Theoretical Study of the Preparation and Manipulation of Dark-Exciton Qubits - RMGS

As a 2D hydrogen-like quasiparticle, excitons in Transition Metal Dichalcogenide (TMDCs) possess an orbital-like electronic structure [Nature Materials 2019, 18(10), 1065-1070], and all orbitals are labeled with different principal and angular quantum numbers [1-5]. Group theory analysis reveals that the dipole transition between ground and exciton states with non-zero angular quantum numbers are forbidden according to the orbital angular momentum (OAM) related optical selection rules [6]. A pertinent example are the 2p and 3p states.
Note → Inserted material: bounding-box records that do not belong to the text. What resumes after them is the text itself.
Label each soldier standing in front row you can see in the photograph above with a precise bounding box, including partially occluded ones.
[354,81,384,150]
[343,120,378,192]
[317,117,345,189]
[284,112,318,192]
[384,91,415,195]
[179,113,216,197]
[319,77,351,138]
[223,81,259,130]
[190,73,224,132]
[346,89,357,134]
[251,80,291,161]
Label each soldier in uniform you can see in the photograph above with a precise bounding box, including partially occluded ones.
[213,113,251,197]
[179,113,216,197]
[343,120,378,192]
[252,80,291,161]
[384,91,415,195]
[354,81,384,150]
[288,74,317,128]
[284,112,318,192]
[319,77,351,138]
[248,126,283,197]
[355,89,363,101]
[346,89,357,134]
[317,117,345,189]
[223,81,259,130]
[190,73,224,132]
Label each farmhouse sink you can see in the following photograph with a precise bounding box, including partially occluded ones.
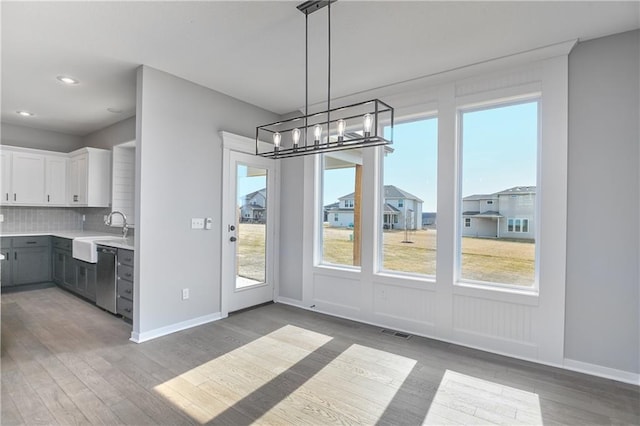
[72,236,110,263]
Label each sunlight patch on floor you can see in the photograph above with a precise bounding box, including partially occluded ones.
[424,370,542,425]
[154,325,332,423]
[258,344,416,425]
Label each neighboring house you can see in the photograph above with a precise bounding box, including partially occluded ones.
[422,212,436,228]
[240,188,267,223]
[324,185,422,229]
[462,186,536,240]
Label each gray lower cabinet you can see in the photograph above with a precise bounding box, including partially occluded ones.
[116,249,133,320]
[1,236,51,287]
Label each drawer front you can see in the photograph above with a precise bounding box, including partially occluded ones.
[0,237,11,249]
[116,297,133,320]
[118,249,133,266]
[118,262,133,281]
[53,237,73,250]
[118,279,133,300]
[13,236,51,248]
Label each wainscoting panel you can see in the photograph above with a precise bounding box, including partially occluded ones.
[373,283,436,333]
[313,274,361,318]
[453,295,534,343]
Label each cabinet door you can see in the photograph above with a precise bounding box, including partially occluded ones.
[11,246,51,285]
[68,154,89,205]
[0,150,13,204]
[62,252,76,290]
[0,248,13,287]
[11,152,45,205]
[76,260,97,302]
[45,157,67,205]
[52,249,66,284]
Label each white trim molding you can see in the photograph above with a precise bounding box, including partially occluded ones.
[129,312,223,343]
[563,358,640,386]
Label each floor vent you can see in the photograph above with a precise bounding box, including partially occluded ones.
[380,328,411,339]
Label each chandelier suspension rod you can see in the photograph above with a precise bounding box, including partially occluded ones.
[327,2,331,142]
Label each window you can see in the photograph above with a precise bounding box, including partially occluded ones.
[321,152,362,266]
[458,101,538,286]
[507,217,529,232]
[379,117,438,275]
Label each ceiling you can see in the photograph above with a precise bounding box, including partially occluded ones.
[1,0,640,136]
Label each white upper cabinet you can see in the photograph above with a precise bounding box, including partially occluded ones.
[44,155,67,206]
[67,148,111,207]
[0,146,111,207]
[0,149,13,204]
[10,152,45,205]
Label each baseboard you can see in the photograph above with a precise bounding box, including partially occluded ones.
[275,296,313,310]
[129,312,222,343]
[564,358,640,386]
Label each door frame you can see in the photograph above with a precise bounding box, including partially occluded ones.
[220,131,280,318]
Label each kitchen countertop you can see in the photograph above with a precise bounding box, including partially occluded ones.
[0,231,134,250]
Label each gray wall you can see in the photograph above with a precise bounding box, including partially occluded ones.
[82,116,136,149]
[565,31,640,373]
[134,66,277,333]
[0,123,83,152]
[278,158,304,300]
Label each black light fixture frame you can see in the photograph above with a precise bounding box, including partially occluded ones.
[256,0,394,158]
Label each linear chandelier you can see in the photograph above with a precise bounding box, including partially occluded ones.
[256,0,393,158]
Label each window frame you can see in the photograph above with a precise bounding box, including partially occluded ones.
[453,95,543,296]
[373,111,440,282]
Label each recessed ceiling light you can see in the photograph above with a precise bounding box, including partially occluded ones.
[56,75,80,84]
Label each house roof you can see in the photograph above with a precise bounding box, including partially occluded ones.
[244,188,267,200]
[463,194,498,201]
[496,186,536,195]
[462,186,536,201]
[383,203,400,214]
[338,185,423,203]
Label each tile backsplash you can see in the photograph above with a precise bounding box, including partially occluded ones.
[0,206,133,235]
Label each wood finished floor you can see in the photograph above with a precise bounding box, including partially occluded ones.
[1,288,640,426]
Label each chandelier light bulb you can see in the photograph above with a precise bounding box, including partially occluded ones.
[338,119,347,145]
[362,113,373,138]
[291,127,300,149]
[313,124,322,149]
[273,132,282,152]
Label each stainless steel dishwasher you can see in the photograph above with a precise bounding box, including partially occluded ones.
[96,246,118,314]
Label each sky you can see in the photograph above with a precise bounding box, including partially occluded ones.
[238,102,538,212]
[323,102,538,212]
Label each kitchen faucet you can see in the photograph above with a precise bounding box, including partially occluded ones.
[104,210,129,238]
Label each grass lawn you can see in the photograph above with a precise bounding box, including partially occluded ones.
[238,223,535,286]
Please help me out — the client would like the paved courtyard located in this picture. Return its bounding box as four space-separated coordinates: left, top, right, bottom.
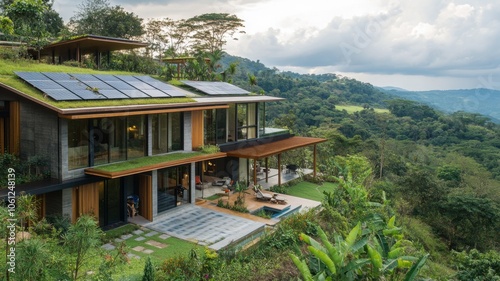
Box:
143 204 265 250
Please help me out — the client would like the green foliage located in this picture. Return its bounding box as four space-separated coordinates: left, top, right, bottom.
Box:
290 217 428 280
63 215 103 280
454 249 500 281
142 257 155 281
0 153 50 188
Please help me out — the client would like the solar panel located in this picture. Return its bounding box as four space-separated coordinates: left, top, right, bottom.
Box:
16 72 187 100
70 73 99 82
142 89 170 98
59 80 87 91
107 81 135 91
85 81 113 89
127 81 154 91
182 81 250 96
42 72 74 82
99 89 129 99
71 89 106 100
121 90 150 99
93 74 121 82
44 89 82 101
115 75 139 82
134 75 159 84
14 72 50 82
28 80 64 89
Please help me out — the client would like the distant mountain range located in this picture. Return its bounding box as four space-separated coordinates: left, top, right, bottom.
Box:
379 87 500 123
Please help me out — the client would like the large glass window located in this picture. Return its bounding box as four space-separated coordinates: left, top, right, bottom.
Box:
91 118 127 165
203 109 227 145
234 103 257 140
68 120 89 170
151 112 184 154
127 115 146 159
156 165 190 213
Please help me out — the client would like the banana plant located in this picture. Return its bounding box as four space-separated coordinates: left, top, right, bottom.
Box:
291 223 370 281
291 217 428 281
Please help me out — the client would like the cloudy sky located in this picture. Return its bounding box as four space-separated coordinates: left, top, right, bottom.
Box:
54 0 500 90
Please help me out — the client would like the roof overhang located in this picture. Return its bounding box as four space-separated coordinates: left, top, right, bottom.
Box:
85 152 227 179
40 35 149 56
226 136 327 159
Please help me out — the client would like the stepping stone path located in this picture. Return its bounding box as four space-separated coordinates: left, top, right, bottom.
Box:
146 240 168 249
127 253 141 260
132 246 144 252
158 234 170 240
101 243 116 251
132 229 144 235
144 231 158 237
120 234 134 240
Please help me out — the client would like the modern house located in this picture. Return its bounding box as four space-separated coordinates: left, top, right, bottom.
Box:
0 40 325 226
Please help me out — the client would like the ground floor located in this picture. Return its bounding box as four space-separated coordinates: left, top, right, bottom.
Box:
38 157 310 227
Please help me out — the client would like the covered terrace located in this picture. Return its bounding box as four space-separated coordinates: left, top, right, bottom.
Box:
226 136 326 186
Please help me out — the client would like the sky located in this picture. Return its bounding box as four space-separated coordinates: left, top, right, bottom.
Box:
53 0 500 90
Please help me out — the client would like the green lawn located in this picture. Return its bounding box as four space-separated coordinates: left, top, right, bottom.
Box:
106 224 205 280
335 105 389 114
287 181 337 201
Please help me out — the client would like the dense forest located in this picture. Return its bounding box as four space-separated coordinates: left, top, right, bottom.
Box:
380 87 500 123
0 1 500 280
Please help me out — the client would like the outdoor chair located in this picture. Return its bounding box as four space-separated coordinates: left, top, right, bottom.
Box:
270 194 288 205
253 186 273 201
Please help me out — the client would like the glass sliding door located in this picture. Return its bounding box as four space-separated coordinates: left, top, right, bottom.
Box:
99 179 124 226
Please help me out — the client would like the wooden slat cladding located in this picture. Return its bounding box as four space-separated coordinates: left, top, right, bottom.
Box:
139 175 153 221
0 117 5 155
191 110 204 149
9 101 21 155
72 181 104 223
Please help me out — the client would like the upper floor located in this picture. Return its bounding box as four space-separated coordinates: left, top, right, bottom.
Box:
0 71 288 180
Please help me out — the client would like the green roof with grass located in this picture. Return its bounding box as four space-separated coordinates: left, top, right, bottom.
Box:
0 59 195 109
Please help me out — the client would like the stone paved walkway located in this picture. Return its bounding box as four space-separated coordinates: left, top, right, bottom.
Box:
143 204 265 250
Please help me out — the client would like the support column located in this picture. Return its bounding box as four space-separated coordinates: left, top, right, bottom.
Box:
313 145 316 178
253 159 257 185
151 170 158 217
189 163 195 204
278 153 281 186
266 157 269 183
Compared to 1s, 2s and 3s excitonic states, these OAM-forbidden dark excitons have considerably longer lifetimes [Nature Physics2010, 6(12), 993-997] and hence would be a suitable candidate as qubits in quantum computing [7-12]. Generally, two-photon absorption spectroscopy is exploited to probe these dark states [13-15], but it suffers from poor optical control and complicated experimental implementation.In this crossing-college collaboration project, we aim to theoretically study the preparation and manipulation of 2p and 3p excitonic dark states with OAM-carrying twisted single photons. The dark-exciton qubits can be prepared through selectively exciting the 2p or 3p states to create a superposed state with an arbitrary phase by two time-spaced pulses with different center frequencies, which can be subsequently manipulated by inducing a continuous wave to trigger their Rabi oscillation and control their phase.